An organization can technically meet standards while still creating confusing or exclusionary experiences.
For example, a city website may technically meet accessibility requirements while still requiring residents to navigate five confusing steps to pay a utility bill. Accessibility and ease of use often work together.
Accessibility is not only about reducing risk. It’s also about reducing barriers.
Accessibility requires testing, learning, and iteration
Even thoughtful teams can make assumptions. What feels clear internally may create friction externally. This is one reason usability testing matters.
Testing can reveal things like:
confusing language
unclear navigation
inaccessible interactions
technology limitations
hidden barriers in workflows
assumptions embedded in decision-making
Accessibility testing should not happen only at launch. Like public services themselves, accessibility benefits from ongoing learning and iteration.

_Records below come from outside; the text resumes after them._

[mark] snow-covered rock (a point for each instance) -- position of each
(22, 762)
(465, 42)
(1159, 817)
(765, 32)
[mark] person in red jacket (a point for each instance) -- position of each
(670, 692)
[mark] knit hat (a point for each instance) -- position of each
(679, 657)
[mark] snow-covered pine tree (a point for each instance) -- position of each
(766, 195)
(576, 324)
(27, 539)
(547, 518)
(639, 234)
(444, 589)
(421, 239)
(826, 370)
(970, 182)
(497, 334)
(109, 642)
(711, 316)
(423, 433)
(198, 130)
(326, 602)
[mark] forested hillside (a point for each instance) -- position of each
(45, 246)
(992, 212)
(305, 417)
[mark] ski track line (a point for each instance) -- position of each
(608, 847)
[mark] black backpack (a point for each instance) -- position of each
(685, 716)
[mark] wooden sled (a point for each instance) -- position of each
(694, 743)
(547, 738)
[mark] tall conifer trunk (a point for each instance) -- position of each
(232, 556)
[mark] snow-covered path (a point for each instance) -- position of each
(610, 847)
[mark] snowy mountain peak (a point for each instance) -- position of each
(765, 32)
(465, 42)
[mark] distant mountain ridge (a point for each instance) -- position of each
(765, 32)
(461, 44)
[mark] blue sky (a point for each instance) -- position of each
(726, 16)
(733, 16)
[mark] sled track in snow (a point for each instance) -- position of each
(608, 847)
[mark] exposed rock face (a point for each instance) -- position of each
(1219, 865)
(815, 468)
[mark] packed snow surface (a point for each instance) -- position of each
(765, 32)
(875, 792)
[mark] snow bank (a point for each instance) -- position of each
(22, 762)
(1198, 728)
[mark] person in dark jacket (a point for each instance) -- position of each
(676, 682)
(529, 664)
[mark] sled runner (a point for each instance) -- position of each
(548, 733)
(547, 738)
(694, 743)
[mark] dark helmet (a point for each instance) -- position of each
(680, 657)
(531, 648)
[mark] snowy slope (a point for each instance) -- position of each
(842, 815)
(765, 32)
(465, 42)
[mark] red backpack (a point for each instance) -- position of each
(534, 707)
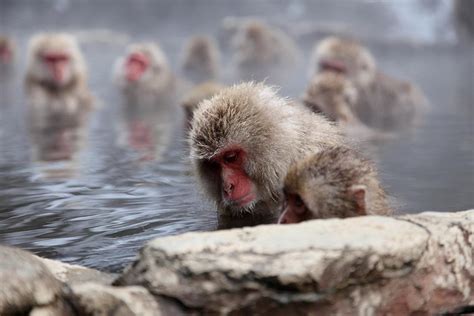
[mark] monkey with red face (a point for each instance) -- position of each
(201, 59)
(384, 102)
(56, 76)
(335, 182)
(144, 74)
(242, 142)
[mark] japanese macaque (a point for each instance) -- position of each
(335, 182)
(144, 74)
(242, 142)
(383, 102)
(7, 51)
(201, 59)
(198, 94)
(333, 95)
(56, 76)
(261, 51)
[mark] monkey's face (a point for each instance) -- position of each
(55, 66)
(347, 58)
(136, 65)
(237, 188)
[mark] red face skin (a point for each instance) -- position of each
(57, 64)
(136, 65)
(237, 187)
(295, 211)
(333, 65)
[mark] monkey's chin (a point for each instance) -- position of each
(239, 208)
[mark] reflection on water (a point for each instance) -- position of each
(92, 191)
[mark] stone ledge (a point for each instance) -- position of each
(412, 263)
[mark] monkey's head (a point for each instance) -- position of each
(331, 94)
(144, 61)
(346, 56)
(55, 60)
(238, 147)
(254, 41)
(198, 94)
(331, 183)
(6, 50)
(202, 48)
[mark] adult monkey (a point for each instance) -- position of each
(243, 141)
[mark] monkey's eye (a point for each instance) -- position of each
(298, 201)
(230, 157)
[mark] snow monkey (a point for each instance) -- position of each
(201, 59)
(242, 142)
(144, 73)
(197, 94)
(335, 182)
(384, 102)
(262, 51)
(56, 75)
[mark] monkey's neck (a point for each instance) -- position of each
(54, 90)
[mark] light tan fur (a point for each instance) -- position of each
(261, 49)
(73, 95)
(201, 59)
(158, 81)
(273, 133)
(7, 44)
(383, 102)
(324, 182)
(198, 94)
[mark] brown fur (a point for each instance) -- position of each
(198, 94)
(384, 102)
(201, 59)
(260, 48)
(272, 132)
(324, 180)
(42, 91)
(157, 82)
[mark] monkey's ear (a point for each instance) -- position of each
(357, 192)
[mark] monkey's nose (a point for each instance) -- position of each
(228, 188)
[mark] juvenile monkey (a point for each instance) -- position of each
(56, 75)
(242, 142)
(335, 182)
(144, 73)
(261, 50)
(384, 102)
(197, 94)
(201, 59)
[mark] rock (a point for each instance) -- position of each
(73, 274)
(27, 285)
(96, 299)
(367, 265)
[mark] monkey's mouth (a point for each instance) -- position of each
(332, 65)
(245, 200)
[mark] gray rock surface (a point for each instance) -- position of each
(96, 299)
(74, 274)
(368, 265)
(27, 285)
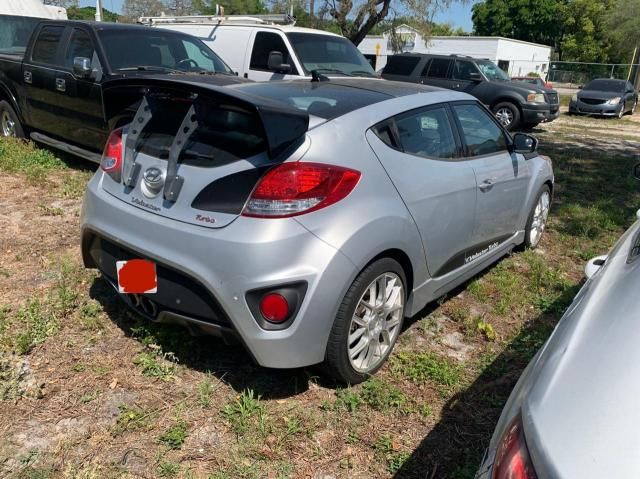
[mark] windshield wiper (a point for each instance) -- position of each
(330, 70)
(363, 72)
(150, 68)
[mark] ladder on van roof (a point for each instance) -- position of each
(273, 18)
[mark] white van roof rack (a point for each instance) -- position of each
(274, 18)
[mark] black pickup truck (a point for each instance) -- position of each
(55, 77)
(515, 104)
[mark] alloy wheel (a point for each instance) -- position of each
(540, 214)
(375, 324)
(7, 124)
(504, 116)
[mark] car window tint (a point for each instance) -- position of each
(438, 68)
(462, 70)
(481, 134)
(400, 65)
(46, 46)
(383, 132)
(265, 43)
(79, 46)
(426, 133)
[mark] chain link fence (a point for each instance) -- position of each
(572, 74)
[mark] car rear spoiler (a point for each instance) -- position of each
(283, 125)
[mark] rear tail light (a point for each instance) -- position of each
(512, 457)
(274, 308)
(292, 189)
(111, 162)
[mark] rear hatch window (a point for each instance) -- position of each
(196, 158)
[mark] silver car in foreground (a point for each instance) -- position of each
(574, 411)
(307, 219)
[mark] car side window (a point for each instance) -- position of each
(265, 43)
(463, 69)
(427, 133)
(438, 68)
(481, 134)
(46, 47)
(80, 45)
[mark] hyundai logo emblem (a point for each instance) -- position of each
(152, 181)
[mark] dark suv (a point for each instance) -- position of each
(515, 104)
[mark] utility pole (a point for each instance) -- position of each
(98, 10)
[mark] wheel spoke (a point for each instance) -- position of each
(357, 349)
(356, 334)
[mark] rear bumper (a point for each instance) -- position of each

Related reading: What is the policy implementation gap? and More than digital
Accessibility takes many forms
Accessibility often becomes visible through many small decisions. Language, technology, and format decisions each matter.
Language
using plain language
reducing jargon and acronyms
supporting multiple languages where appropriate
structuring content clearly
Images
descriptive alt text
avoiding graphics dependent on color alone
ensuring information is not trapped inside images
Video and audio
captions
transcripts
audio descriptions when appropriate
Technology
screen reader compatibility
keyboard navigation
mobile responsiveness
assistive technology support
Documents and presentations
accessible heading structures
meaningful link text
readable typography and contrast
accessible PDFs and slide content
Collectively, these decisions—and many others—shape whether people can fully participate.
"We considered the people we serve."
Accessibility is part of public trust
When systems repeatedly create barriers, people often experience more than inconvenience. They experience frustration, exclusion, confusion, and erosion of trust.
Accessibility communicates that people were considered throughout the design and delivery process.
"We considered the people we serve."
Because public systems serve communities with different abilities, circumstances, and needs, accessibility is not a niche concern. It is foundational to meaningful participation.
Related concepts
Accessibility often connects with adjacent concepts that shape how people experience public systems:
Frequently asked questions
Is accessibility only about disability?
No. Accessibility is deeply connected to disability access and disability inclusion, but it can also involve language, literacy, technology access, context, and other barriers that affect participation.What is the difference between accessibility and usability?
Accessibility focuses on reducing barriers so people can participate. Usability focuses on making experiences understandable and effective. Strong public experiences often benefit from both.Is accessibility only for digital products?
No. Accessibility applies to services, environments, meetings, communications, programs, public spaces, and systems—not just websites or applications.